夏礼知想到那天的事,无奈的合了眼睛道:“林七因我而死,在护城河边时我失手杀了人,所以做了这些个亏心事,怎么也得恕罪。”
“林七的事暂且不提,护城河边的那人是外族之人,还有他先伤的你,你为自保杀他是天经地义之事,又何必如此在意?”唐仪明没有觉得她哪里做错了,因此也没有必要为一个异族人纠结这许多时日。
夏礼知道:“这天下分久必合,合久必分,到了我们那个年代大襄和周围几国早被统一为一国之地,他也算我们的先祖,此外,生命可贵,他也是依别人的命令行事。”
“哈哈哈……这话说得也太圣母了……”夏礼知犹豫片刻,将心里最最真实的想法表明,“我就是害怕了,不瞒你说我其实也不怎么亏心,我仅仅是害怕了,我胆小懦弱,我只想逃避。”
“保护自己没错,情急之下自卫也没错,可我就是害怕,害怕锋利的刀剑,害怕不知道什么时候就死了,即使我早就知道了会发生什么,”夏礼知垂眸,“未来社会安定,我哪里见过那些场面,每时每刻一阖眼便是满眼的红,叫人不敢安然入眠,所以我想既然回不去,找个简单的地方待一些时日,说不一定调整心绪,早点恢复正常。”
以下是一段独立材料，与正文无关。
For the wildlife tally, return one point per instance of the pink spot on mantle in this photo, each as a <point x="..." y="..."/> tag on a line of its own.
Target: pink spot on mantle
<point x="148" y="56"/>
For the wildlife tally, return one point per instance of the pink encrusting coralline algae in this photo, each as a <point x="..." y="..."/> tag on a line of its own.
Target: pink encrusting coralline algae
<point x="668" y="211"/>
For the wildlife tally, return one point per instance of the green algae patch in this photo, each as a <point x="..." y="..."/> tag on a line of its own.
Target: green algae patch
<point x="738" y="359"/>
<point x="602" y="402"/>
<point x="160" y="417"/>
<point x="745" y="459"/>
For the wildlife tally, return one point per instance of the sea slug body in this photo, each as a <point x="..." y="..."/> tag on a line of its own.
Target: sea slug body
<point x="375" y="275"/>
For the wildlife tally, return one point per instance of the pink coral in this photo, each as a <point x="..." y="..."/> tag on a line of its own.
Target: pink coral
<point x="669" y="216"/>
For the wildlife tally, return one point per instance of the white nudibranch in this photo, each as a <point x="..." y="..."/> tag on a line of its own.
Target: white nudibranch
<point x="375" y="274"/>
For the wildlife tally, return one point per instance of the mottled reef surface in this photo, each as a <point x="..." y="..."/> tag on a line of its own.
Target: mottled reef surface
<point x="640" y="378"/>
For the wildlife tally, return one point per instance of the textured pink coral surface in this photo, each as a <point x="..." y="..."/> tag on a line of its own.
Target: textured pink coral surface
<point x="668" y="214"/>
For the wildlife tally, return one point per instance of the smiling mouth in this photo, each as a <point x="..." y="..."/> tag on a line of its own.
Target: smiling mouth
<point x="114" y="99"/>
自己手上沾血是稀松平常不过的事了,夏礼知不一样,除了她说的原因,她还是一个女子,女子遭遇那样的事如何能不害怕,是他没有想周到了:“去吧,什么都比不上你重要,你安心了我才能安心。”
“谢谢你,”夏礼知往后靠了靠,将脑袋靠在他的肩头蹭了蹭道,“我也不知道要清修到什么程度才会好一些,不过我尽量早一点回来。”
唐仪明的手按上她的背道:“你我之间无需言谢,一切事宜都没有你重要,你只要记得,反正无论你什么时候回来我都等着你。”
自从意识到现在自己所经受的一切都是由什么造成的,他就对皇家充满了芥蒂,但事到如今,他也只能依附于皇家,不过依附归依附,要他还像以前那样不顾一切是不可能了,现在他心里最重要的是他自己和身边的他的妻子。
“都说时间是疗愈一切的最佳良药,希望我能突破迷障,早点沉淀下来,不再如此时一般混沌茫然,心中不静不净,”夏礼知没忍住叹气道,“我会照顾好自己,你也一样,朝中不是安泰之地,你一定要处处小心。”